And the manner in which lessons are taught on Sesame Street has changed a lot over the years. Sesame Workshop now goes far beyond television lessons, focusing on basic skills like literacy to include the Internet, a live action travelling show, home videos and books. One of the programs Truglio has helped to foster in recent years is called Healthy Habits for Life. She joked about missteps in finding ways to educate as well as entertain.

“We learned some valuable lessons, like when a bright writer decided Cookie Monster should sing about cookies being a “sometimes food.”

That didn't go over so well with the audience, but we sure got media attention about it. Now parents thank us for giving them a new term to use when their kids ask for sweets,” Truglio said.

She said research is an important part of what Sesame Workshop does. A study examining children's preference for foods endorsed by the popular character Elmo indicated the fuzzy, red character could significantly increase a child's preference for selecting healthy foods like broccoli.
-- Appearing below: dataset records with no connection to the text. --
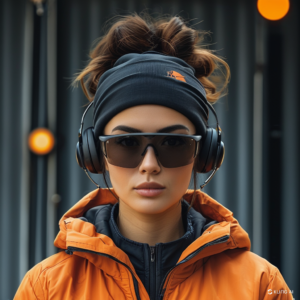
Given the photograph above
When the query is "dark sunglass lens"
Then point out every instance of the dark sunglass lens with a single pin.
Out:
(173, 151)
(124, 151)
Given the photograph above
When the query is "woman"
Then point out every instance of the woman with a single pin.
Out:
(150, 237)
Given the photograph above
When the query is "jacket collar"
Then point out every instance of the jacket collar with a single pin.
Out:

“But in that same research, we also discovered an alarming influence on junk food. That really had an impact on our CEO, Gary Knell. That's when he decided to remove our characters from products like gummies, or fast food products,” she said.

Truglio is a developmental and child psychologist and is responsible for developing the interdisciplinary curriculum across all Sesame Street media platforms. Before joining Sesame Workshop, she was an assistant professor of Communication and Education at Teachers College, Columbia University. Through her research, she investigated the effects of television on the cognitive and social development of children and adolescents.